Regardez ma belle femme

Je ne sais pas si quiconque d’entre nous se rappelait son nom. Martin la nommait « Ma Belle Femme ». Ma Belle Femme fait ceci, Ma Belle Femme fait cela, regardez Ma Belle Femme. Nous regardions. Ma Belle Femme ne disait rien. Son visage exprimait étonnamment peu. Elle acceptait l’adoration, elle payait de sa liberté. C’était le prix.

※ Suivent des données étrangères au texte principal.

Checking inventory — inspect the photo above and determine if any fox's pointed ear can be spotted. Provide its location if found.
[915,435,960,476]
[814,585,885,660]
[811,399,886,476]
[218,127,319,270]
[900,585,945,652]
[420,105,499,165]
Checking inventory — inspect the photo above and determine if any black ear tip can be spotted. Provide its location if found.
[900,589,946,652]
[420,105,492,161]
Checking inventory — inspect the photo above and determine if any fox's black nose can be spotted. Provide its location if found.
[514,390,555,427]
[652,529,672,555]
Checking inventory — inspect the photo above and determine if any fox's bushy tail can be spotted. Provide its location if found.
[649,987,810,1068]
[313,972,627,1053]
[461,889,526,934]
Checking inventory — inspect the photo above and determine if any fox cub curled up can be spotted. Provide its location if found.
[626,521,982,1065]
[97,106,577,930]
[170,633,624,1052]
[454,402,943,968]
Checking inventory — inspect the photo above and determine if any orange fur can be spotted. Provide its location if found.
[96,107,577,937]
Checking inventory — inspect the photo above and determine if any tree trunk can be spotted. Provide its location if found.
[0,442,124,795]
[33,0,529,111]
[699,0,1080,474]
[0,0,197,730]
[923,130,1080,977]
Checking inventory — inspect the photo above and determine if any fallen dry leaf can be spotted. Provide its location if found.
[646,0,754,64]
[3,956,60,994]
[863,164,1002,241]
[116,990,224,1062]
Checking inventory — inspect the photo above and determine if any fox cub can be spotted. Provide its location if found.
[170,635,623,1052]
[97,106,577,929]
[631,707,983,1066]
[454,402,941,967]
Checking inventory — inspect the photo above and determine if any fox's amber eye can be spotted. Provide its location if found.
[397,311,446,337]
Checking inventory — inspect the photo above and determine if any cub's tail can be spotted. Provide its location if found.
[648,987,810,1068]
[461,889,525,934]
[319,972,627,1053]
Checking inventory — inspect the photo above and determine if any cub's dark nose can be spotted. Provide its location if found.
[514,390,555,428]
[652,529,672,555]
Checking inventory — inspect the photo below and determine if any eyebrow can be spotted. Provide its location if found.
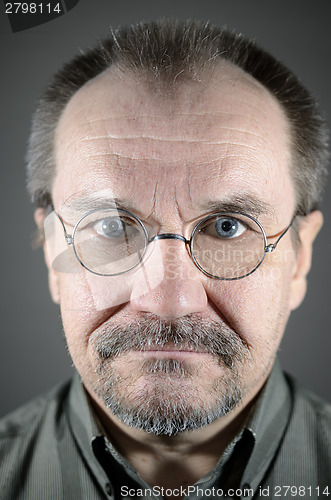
[61,193,275,221]
[62,194,135,212]
[202,193,275,217]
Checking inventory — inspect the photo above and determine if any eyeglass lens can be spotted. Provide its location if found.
[74,209,265,279]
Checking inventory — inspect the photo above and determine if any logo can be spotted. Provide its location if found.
[3,0,79,33]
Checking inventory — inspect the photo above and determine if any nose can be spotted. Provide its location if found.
[130,235,208,319]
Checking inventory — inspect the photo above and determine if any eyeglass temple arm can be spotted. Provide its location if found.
[54,210,74,245]
[265,216,295,253]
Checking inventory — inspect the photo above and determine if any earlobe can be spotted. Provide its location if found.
[290,210,323,310]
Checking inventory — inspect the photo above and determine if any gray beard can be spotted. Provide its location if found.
[91,314,249,436]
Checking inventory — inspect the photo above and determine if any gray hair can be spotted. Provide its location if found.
[27,20,328,215]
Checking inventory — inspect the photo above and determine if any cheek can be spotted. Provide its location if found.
[59,272,109,349]
[207,250,293,346]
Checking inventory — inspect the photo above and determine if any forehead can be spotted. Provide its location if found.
[53,63,294,219]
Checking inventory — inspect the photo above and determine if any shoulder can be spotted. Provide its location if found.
[0,382,70,500]
[0,381,71,440]
[280,375,331,487]
[286,375,331,428]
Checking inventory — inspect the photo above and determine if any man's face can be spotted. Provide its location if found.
[45,65,316,434]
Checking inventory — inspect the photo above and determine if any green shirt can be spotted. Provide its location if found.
[0,362,331,500]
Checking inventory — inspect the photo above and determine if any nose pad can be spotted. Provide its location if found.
[130,234,208,318]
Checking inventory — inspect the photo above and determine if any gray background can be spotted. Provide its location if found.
[0,0,331,415]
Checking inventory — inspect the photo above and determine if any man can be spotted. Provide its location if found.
[0,21,331,499]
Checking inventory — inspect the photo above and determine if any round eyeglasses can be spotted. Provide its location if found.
[55,208,293,280]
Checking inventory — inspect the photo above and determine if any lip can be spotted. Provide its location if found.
[135,345,210,358]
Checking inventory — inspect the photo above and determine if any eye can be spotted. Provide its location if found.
[214,217,247,239]
[93,217,127,239]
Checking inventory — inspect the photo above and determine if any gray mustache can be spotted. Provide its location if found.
[93,315,249,367]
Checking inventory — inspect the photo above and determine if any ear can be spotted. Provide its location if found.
[34,208,60,304]
[290,210,323,310]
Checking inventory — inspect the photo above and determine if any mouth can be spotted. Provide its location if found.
[134,343,212,359]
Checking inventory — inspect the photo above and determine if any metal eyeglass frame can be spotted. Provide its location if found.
[54,208,295,281]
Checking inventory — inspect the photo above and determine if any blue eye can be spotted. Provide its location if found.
[215,217,246,239]
[93,217,126,238]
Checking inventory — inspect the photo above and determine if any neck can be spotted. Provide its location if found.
[87,394,253,498]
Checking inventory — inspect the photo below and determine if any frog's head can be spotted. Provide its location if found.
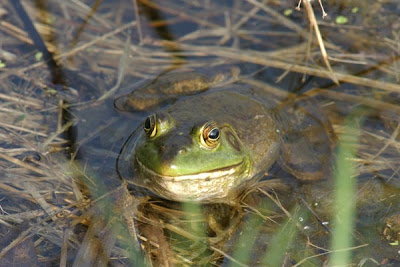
[135,113,251,186]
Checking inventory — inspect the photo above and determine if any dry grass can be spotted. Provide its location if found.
[0,0,400,266]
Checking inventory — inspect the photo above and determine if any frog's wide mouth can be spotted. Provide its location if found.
[135,157,246,181]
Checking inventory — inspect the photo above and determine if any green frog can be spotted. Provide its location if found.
[115,68,332,203]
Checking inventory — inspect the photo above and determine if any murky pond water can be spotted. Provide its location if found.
[0,0,400,266]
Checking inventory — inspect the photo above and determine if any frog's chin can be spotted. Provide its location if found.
[136,158,249,202]
[136,157,246,181]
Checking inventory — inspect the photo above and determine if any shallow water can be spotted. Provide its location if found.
[0,0,400,266]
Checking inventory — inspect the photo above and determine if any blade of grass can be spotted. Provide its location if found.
[330,112,360,266]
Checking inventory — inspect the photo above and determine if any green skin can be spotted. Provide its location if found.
[115,71,334,202]
[132,90,280,202]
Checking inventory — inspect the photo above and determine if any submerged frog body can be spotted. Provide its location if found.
[116,69,334,202]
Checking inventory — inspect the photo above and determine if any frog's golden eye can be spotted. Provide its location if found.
[143,114,157,137]
[200,123,221,148]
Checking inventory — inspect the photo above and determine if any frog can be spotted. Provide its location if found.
[115,68,333,203]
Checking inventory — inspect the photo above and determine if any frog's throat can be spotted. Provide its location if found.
[135,157,249,182]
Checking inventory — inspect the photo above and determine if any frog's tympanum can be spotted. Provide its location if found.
[115,69,329,202]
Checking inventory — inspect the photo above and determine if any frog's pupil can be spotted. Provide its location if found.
[208,128,219,140]
[144,117,151,130]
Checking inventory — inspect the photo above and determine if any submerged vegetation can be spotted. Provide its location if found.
[0,0,400,266]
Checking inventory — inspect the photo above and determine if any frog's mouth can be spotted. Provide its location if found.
[135,157,247,182]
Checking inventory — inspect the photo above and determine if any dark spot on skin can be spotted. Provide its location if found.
[226,131,241,152]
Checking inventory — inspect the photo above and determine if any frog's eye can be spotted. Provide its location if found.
[143,114,157,137]
[200,123,221,148]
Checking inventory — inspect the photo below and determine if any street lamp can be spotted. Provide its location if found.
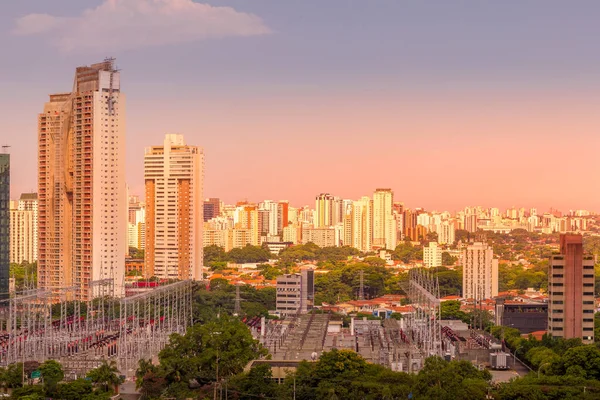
[210,332,221,400]
[538,363,550,379]
[513,346,523,369]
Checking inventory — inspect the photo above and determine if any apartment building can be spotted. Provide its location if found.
[548,234,595,343]
[144,134,204,280]
[38,59,127,299]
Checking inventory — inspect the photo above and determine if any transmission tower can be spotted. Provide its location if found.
[358,269,365,300]
[233,285,242,317]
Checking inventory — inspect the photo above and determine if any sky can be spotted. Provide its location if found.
[0,0,600,211]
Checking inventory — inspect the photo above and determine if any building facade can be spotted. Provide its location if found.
[314,193,335,228]
[10,193,38,264]
[38,59,127,299]
[462,242,498,301]
[144,134,204,280]
[276,268,315,315]
[351,196,373,252]
[302,226,338,247]
[373,189,396,250]
[548,234,595,343]
[0,154,10,299]
[423,242,442,268]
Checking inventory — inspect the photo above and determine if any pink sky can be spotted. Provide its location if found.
[3,85,600,210]
[3,84,600,210]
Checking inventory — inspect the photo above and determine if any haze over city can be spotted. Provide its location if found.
[0,0,600,210]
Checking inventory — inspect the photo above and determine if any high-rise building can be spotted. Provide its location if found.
[302,226,339,247]
[10,193,38,264]
[144,134,204,280]
[314,193,336,228]
[276,268,315,315]
[423,242,442,268]
[548,234,595,343]
[38,59,127,299]
[204,197,221,222]
[462,242,498,301]
[352,196,373,252]
[436,221,456,244]
[0,154,10,299]
[127,196,146,250]
[373,189,396,250]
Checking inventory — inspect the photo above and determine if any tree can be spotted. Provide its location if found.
[56,379,93,400]
[227,244,272,264]
[558,346,600,379]
[159,315,267,384]
[440,300,470,323]
[230,364,279,400]
[40,360,65,395]
[0,363,23,389]
[204,244,227,265]
[87,360,123,392]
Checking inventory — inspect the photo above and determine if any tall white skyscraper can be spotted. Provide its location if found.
[10,193,38,264]
[144,135,204,280]
[462,242,498,300]
[352,196,373,252]
[38,59,127,299]
[423,242,442,268]
[314,193,336,228]
[373,189,396,250]
[435,221,456,244]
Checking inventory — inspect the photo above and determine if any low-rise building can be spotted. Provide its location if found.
[276,268,315,315]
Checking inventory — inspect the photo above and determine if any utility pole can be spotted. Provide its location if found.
[358,269,365,300]
[233,284,242,317]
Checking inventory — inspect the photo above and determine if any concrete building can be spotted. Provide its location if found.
[436,221,456,244]
[462,242,498,301]
[204,197,221,222]
[373,189,396,250]
[495,298,548,333]
[548,234,595,343]
[0,154,10,300]
[38,59,127,299]
[10,193,38,264]
[423,242,442,268]
[351,196,373,252]
[127,196,146,250]
[302,226,338,247]
[314,193,335,228]
[144,134,204,280]
[276,268,315,315]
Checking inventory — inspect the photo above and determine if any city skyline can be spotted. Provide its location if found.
[0,0,600,211]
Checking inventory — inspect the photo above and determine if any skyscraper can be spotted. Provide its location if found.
[462,242,498,301]
[373,189,396,250]
[352,196,373,252]
[204,197,221,222]
[423,242,442,268]
[144,134,204,280]
[38,59,127,299]
[0,154,10,299]
[10,193,38,264]
[314,193,335,228]
[548,234,595,343]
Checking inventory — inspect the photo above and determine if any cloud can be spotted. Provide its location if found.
[13,0,270,52]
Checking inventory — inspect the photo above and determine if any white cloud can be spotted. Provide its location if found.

Martin était petit et agréablement laid. Un mec sympa sans profondeur. Il ne suscitait pas beaucoup de doutes. Peut-être même qu’ils s’aimaient ou peut-être ce n’était qu’un jeu. Je ne savais pas où l’un finissait et l’autre commençait. Un vrai jeu, c’est exactement ça.

Chéri, tu m’as interrompu ! – a dit récemment Ma Belle Femme. Nous avons tous été étonnés et Martin a même demandé : Tu as dit quelque chose ? Jusqu’à ce moment-là, elle était fidèle à son rôle d’un meuble raffiné. Jusqu’à ce moment-là, ils réalisaient loyalement des nostalgies croisées de différentes générations et de différents sexes. On ne peut pas s’en priver juste comme ça, comme si de rien n’était.